Pour les 52 semaines closes au 30 novembre, Ocado a déclaré une perte avant impôts de £377.6 million, contre une perte de £339.8 million l'année précédente.

Le chiffre d'affaires est passé à £1.36 billion contre £1.24 billion sur une base pro forma.

Le bénéfice sous-jacent a augmenté de 59 % pour atteindre £178 million, reflétant des améliorations opérationnelles malgré la perte affichée.

Les revers nord-américains pèsent sur le sentiment

Les actions ont chuté d'environ 36 % au cours de l'année écoulée après que les partenaires nord-américains d'Ocado — Kroger aux États-Unis et Sobeys au Canada — ont annoncé leur intention de fermer des centres de préparation de commandes robotisés, citant une demande plus faible que prévu.

Ces décisions ont ravivé les doutes quant à la durabilité du modèle économique d'Ocado, en particulier sur des marchés où les clients sont plus dispersés et moins concentrés dans des zones urbaines denses.

Les analystes ont également souligné une tendance plus large de l'industrie à traiter les commandes d'épicerie en ligne depuis les magasins existants plutôt que d'investir dans des entrepôts automatisés dédiés.

Certains s'interrogent pour savoir si les prestataires de préparation en magasin, tels qu'Instacart, pourraient réduire le marché adressable à long terme d'Ocado.

Ocado prévoit un flux de trésorerie positif, mais les analystes restent prudents

Ocado a déclaré s'attendre à ce que le chiffre d'affaires de sa division solutions technologiques soit d'environ £500 million en exercice 2026, hors frais liés à la fermeture d'un centre de préparation de commandes.

Le groupe prévoit de redevenir positif en flux de trésorerie au cours du second semestre de son exercice 2025/26, avec une sortie de trésorerie sous-jacente annuelle d'environ £200 million hors frais de fermeture.

Il prévoit d'atteindre un flux de trésorerie positif pour l'ensemble de l'exercice 2026/27.

Malgré ces prévisions, certains analystes restent prudents.

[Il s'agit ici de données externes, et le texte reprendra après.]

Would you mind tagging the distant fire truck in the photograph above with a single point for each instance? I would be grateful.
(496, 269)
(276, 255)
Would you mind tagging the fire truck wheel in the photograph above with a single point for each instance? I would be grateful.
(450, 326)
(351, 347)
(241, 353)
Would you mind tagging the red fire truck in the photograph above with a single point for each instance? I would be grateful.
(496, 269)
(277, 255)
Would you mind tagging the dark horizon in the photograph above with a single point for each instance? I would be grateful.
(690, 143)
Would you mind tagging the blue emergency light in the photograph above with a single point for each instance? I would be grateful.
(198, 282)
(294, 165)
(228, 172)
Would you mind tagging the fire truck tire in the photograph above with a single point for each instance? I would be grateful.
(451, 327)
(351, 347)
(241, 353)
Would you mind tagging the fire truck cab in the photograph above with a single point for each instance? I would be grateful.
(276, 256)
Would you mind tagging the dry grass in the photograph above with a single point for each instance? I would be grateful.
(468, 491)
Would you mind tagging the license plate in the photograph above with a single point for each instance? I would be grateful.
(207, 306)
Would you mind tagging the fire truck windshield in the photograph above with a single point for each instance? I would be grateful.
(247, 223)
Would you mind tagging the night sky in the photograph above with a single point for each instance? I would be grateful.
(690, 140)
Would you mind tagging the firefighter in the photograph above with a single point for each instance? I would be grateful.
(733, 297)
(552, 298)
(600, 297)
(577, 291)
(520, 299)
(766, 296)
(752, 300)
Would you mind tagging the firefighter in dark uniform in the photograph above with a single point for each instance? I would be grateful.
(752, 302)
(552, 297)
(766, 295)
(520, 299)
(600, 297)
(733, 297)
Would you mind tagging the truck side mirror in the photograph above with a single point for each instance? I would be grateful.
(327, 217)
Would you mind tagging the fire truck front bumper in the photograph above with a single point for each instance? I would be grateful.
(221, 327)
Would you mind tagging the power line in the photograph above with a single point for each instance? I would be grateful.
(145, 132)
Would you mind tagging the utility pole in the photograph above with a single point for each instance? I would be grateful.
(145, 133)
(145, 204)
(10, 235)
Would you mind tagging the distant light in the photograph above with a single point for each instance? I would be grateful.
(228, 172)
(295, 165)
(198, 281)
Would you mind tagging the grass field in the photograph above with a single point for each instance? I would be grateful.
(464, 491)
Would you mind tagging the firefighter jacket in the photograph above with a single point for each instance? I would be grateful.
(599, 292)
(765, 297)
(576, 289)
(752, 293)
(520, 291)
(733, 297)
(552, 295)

RBC Capital Markets a déclaré que la capacité d'Ocado devrait rester supérieure à la demande à court terme, ce qui pourrait continuer à peser sur la rentabilité.

Le courtier a également suggéré que les objectifs à moyen terme de la direction semblent ambitieux compte tenu du profil de flux de trésorerie du groupe et du contexte actuel de l'industrie.

Ils ont remis en question l'idée que la croissance des options de préparation en magasin — telles qu'Instacart — réduira son marché total adressable à long terme.

Le courtier indique que le cours de l'action semble élevé actuellement, car les objectifs de la société pour les prochaines années paraissent risqués.

RBC ne s'attend pas à ce que la société signe de nouveaux accords massifs et transformateurs avec de grandes enseignes dans un avenir proche.